[Editorial] Cho Bong-am and judicial homicide

Posted on : 2011-01-21 14:20 KST Modified on : 2011-01-21 14:20 KST

The Supreme Court handed down a not-guilty ruling in a retrial of Cho Bong-am, pen name Juksan, who was accused of espionage and executed by the Rhee Syngman administration. The verdict comes 52 years after the execution was carried out. In the Progressive Party case that led to his death, Cho was accused of being a communist sympathizer, and of founding a political party through funding and the direction of North Korea. However, these accusations have been shown both historically and legally to have been fabricated by the Rhee administration to eliminate a political rival. It is a welcome sight to see the judiciary setting this mistake right, however belatedly. It also warrants some painful reflection.

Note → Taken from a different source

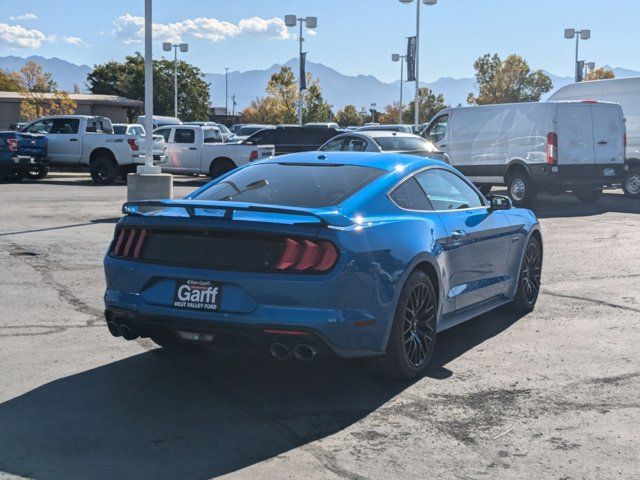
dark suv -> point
(293, 139)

Cho’s execution was an act of judicial homicide. As the retrial verdict states, he was an independence fighter as well as a politician who laid the groundwork of the economic system with farmland reforms. He was framed on espionage charges because he stood a strong chance of getting in the way of dictator Rhee’s long-term grip on power.

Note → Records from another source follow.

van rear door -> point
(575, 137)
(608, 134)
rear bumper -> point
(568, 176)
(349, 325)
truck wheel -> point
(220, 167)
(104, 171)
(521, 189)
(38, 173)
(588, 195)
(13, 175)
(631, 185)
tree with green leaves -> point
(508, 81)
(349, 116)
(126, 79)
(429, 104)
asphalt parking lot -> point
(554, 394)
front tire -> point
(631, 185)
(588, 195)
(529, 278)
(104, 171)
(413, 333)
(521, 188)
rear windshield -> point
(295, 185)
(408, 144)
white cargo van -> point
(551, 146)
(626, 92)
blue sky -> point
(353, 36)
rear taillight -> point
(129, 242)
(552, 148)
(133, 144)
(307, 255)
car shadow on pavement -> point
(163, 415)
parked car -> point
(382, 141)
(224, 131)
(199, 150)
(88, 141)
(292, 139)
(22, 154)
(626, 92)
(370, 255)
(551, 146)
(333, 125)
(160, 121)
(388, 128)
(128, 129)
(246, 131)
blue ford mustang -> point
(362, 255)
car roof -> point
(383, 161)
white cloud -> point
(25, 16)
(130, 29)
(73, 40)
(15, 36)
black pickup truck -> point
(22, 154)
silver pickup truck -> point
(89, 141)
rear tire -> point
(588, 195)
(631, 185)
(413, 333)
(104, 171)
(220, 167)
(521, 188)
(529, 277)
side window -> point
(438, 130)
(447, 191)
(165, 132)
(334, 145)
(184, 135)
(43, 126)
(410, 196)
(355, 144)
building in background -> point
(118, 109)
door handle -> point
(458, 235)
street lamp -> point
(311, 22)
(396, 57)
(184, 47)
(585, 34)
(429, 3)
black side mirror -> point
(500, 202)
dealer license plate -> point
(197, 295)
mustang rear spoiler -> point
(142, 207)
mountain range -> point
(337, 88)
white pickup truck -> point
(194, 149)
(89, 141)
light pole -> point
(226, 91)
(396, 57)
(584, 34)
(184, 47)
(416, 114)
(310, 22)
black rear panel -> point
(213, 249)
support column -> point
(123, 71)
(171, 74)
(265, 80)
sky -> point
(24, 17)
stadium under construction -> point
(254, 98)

There were even militant anti-Communists like former Prime Minister Jang Taek-sang and secretary Yun Chi-young proclaimed his innocence, but the Rhee administration paid no mind. The Army Counterintelligence Corps, which possesses no authority for civilian investigations, went to work fabricating charges, while prosecutors hurried to indict Cho without leveling formal charges. The law was reduced to a tool to achieve political ends.

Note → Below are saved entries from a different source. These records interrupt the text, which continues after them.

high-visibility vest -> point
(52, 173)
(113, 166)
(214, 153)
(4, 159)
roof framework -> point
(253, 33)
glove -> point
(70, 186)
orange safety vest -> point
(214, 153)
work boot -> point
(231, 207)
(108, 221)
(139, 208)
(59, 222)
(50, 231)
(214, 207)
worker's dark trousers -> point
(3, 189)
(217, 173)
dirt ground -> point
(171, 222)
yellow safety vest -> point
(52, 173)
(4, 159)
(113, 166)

Those in power did not hesitate to use any means of pressure at their disposal. When the court in the first trial ruled Cho not guilty of espionage, the mob that called itself the Anti-Communist Youth League stormed the Supreme Court and ran riot, while prosecutors arrested or interrogated members of the defense counsel. The judiciary bowed to these intimidation tactics. Even though virtually the only witness to the espionage allegations repeatedly stated in the second trial that his account had been false, the court found Cho guilty of espionage and sentenced him to death.

This verdict, which flew in the face of both rules of evidence and basic legal principles, was upheld by the Supreme Court, and the sentence was carried out just 17 hours after a retrial request was denied. This shameful piece of history marks the point where the judiciary began turning a blind eye to, and even assisting in, judicial homicides by those in power.

Similar incidents occurred during the Park Chung-hee and Chun Doo-hwan administrations. Many people were sacrificed in espionage and Communism cases manufactured according to the needs of those in power. Their innocence has been affirmed in a recent series of retrials, but this will not wash away the decades of pain they experienced. The judiciary also bears a large responsibility for abandoning its role as a bastion of human rights in the face of intimidation tactics by past administrations.

Still today, we have seen a number of cases where the law has been abused and courts intimidated for political purposes. Political opponents are denounced as leftists or “Reds,” and people have been prosecuted on farfetched grounds for criticizing the Lee Myung-bak administration. Conservative groups have threatened judges, and the Supreme Court Chief Justice, for delivering not-guilty rulings in these cases. It is a sign of regression from those who have failed to take any lesson from history.